Expressing a cytosolic pyruvate dehydrogenase complex to increase free fatty acid production in Saccharomyces cerevisiae

Abstract Background Saccharomyces cerevisiae is being exploited as a cell factory to produce fatty acids and their derivatives as biofuels. Previous studies found that both precursor supply and fatty acid metabolism deregulation are essential for enhanced fatty acid synthesis. A bacterial pyruvate dehydrogenase (PDH) complex expressed in the yeast cytosol was reported to enable production of cytosolic acetyl-CoA with lower energy cost and no toxic intermediate. Results Overexpression of the PDH complex significantly increased cell growth, ethanol consumption and reduced glycerol accumulation.

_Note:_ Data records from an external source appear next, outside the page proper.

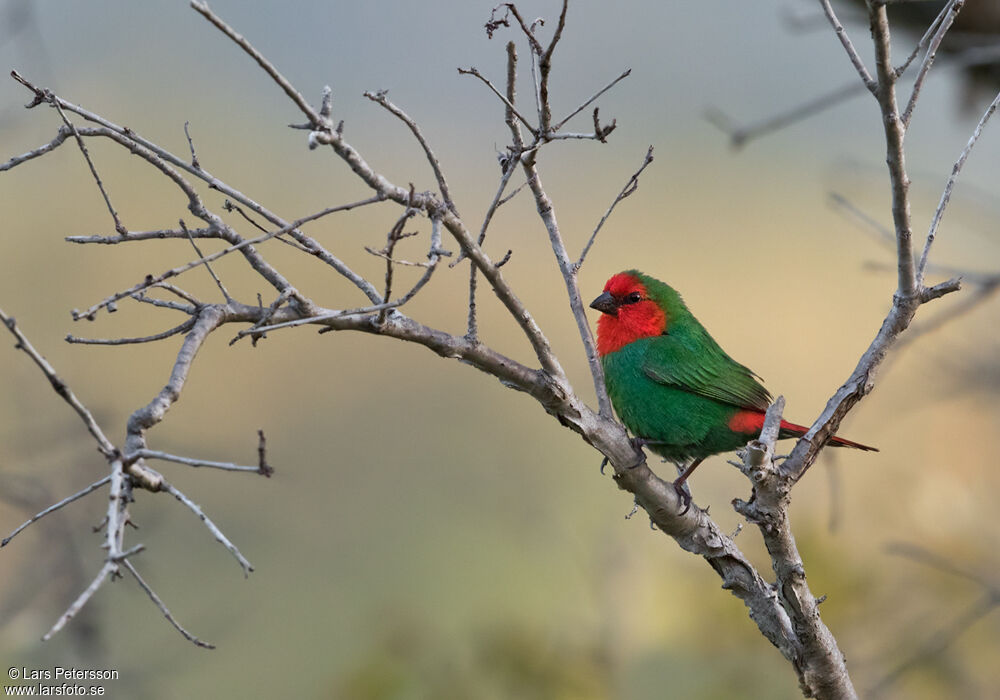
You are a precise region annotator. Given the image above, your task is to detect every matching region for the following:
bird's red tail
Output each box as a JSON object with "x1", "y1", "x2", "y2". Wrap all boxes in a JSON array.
[{"x1": 776, "y1": 415, "x2": 878, "y2": 452}]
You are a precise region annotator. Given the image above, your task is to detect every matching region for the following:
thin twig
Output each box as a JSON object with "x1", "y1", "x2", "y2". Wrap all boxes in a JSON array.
[
  {"x1": 47, "y1": 94, "x2": 128, "y2": 236},
  {"x1": 458, "y1": 67, "x2": 538, "y2": 134},
  {"x1": 191, "y1": 0, "x2": 329, "y2": 126},
  {"x1": 122, "y1": 559, "x2": 215, "y2": 649},
  {"x1": 552, "y1": 68, "x2": 632, "y2": 132},
  {"x1": 0, "y1": 474, "x2": 111, "y2": 547},
  {"x1": 184, "y1": 122, "x2": 201, "y2": 170},
  {"x1": 42, "y1": 561, "x2": 118, "y2": 642},
  {"x1": 0, "y1": 309, "x2": 116, "y2": 459},
  {"x1": 63, "y1": 228, "x2": 221, "y2": 245},
  {"x1": 122, "y1": 449, "x2": 261, "y2": 474},
  {"x1": 66, "y1": 318, "x2": 197, "y2": 345},
  {"x1": 73, "y1": 196, "x2": 382, "y2": 320},
  {"x1": 820, "y1": 0, "x2": 878, "y2": 94},
  {"x1": 897, "y1": 0, "x2": 965, "y2": 127},
  {"x1": 179, "y1": 219, "x2": 233, "y2": 302},
  {"x1": 0, "y1": 126, "x2": 73, "y2": 173},
  {"x1": 573, "y1": 146, "x2": 653, "y2": 272},
  {"x1": 917, "y1": 87, "x2": 1000, "y2": 284},
  {"x1": 365, "y1": 90, "x2": 458, "y2": 216},
  {"x1": 163, "y1": 482, "x2": 257, "y2": 577}
]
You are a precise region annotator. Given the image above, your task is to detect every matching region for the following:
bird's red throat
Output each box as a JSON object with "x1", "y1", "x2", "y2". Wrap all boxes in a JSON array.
[{"x1": 597, "y1": 273, "x2": 667, "y2": 356}]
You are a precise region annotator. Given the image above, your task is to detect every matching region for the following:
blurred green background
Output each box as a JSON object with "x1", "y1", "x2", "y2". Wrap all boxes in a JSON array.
[{"x1": 0, "y1": 0, "x2": 1000, "y2": 699}]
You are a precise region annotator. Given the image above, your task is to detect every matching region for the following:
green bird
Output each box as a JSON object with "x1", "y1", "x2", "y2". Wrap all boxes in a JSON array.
[{"x1": 590, "y1": 270, "x2": 877, "y2": 511}]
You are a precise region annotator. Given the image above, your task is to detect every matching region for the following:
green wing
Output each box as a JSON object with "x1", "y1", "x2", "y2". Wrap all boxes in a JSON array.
[{"x1": 642, "y1": 325, "x2": 771, "y2": 411}]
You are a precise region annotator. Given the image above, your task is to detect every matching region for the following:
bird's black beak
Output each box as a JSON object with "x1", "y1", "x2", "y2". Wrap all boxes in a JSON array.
[{"x1": 590, "y1": 292, "x2": 618, "y2": 316}]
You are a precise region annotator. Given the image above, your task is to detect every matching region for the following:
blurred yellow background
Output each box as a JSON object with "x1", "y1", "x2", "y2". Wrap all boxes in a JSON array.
[{"x1": 0, "y1": 0, "x2": 1000, "y2": 698}]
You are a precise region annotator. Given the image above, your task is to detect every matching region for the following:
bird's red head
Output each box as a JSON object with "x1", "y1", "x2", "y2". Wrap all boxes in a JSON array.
[{"x1": 590, "y1": 272, "x2": 667, "y2": 356}]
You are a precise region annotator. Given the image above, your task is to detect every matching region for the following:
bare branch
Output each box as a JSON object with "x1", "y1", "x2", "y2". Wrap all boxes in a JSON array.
[
  {"x1": 458, "y1": 66, "x2": 538, "y2": 134},
  {"x1": 819, "y1": 0, "x2": 878, "y2": 94},
  {"x1": 733, "y1": 396, "x2": 857, "y2": 698},
  {"x1": 365, "y1": 90, "x2": 458, "y2": 216},
  {"x1": 122, "y1": 559, "x2": 215, "y2": 649},
  {"x1": 184, "y1": 122, "x2": 201, "y2": 170},
  {"x1": 129, "y1": 449, "x2": 270, "y2": 476},
  {"x1": 0, "y1": 309, "x2": 117, "y2": 459},
  {"x1": 917, "y1": 87, "x2": 1000, "y2": 284},
  {"x1": 705, "y1": 80, "x2": 868, "y2": 148},
  {"x1": 872, "y1": 0, "x2": 917, "y2": 298},
  {"x1": 0, "y1": 126, "x2": 73, "y2": 173},
  {"x1": 180, "y1": 219, "x2": 233, "y2": 301},
  {"x1": 538, "y1": 0, "x2": 569, "y2": 134},
  {"x1": 42, "y1": 561, "x2": 118, "y2": 642},
  {"x1": 573, "y1": 146, "x2": 653, "y2": 272},
  {"x1": 897, "y1": 0, "x2": 965, "y2": 127},
  {"x1": 0, "y1": 474, "x2": 111, "y2": 547},
  {"x1": 162, "y1": 478, "x2": 256, "y2": 577},
  {"x1": 38, "y1": 80, "x2": 127, "y2": 235},
  {"x1": 66, "y1": 318, "x2": 197, "y2": 345},
  {"x1": 552, "y1": 68, "x2": 632, "y2": 132},
  {"x1": 63, "y1": 228, "x2": 222, "y2": 245},
  {"x1": 191, "y1": 0, "x2": 329, "y2": 128}
]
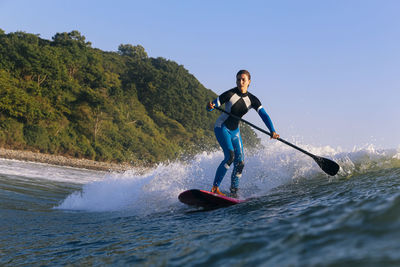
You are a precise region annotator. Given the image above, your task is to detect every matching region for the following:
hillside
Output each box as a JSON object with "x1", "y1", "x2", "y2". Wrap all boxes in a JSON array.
[{"x1": 0, "y1": 29, "x2": 259, "y2": 164}]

Furthermore, to optimize the redox imbalance in production of fatty acids from glucose, two endogenous NAD + -dependent glycerol-3-phosphate dehydrogenases were deleted, and a heterologous NADP + -dependent glyceraldehyde-3-phosphate dehydrogenase was introduced. The best fatty acid producing strain PDH7 with engineering of precursor and co-factor metabolism could produce 840.5 mg/L free fatty acids (FFAs) in shake flask, which was 83.2% higher than the control strain YJZ08. Profile analysis of free fatty acid suggested the cytosolic PDH complex mainly resulted in the increases of unsaturated fatty acids (C16:1 and C18:1). Conclusions We demonstrated that cytosolic PDH pathway enabled more efficient acetyl-CoA provision with the lower ATP cost, and improved FFA production. Together with engineering of the redox factor rebalance, the cytosolic PDH pathway could achieve high level of FFA production at similar levels of other best acetyl-CoA producing pathways.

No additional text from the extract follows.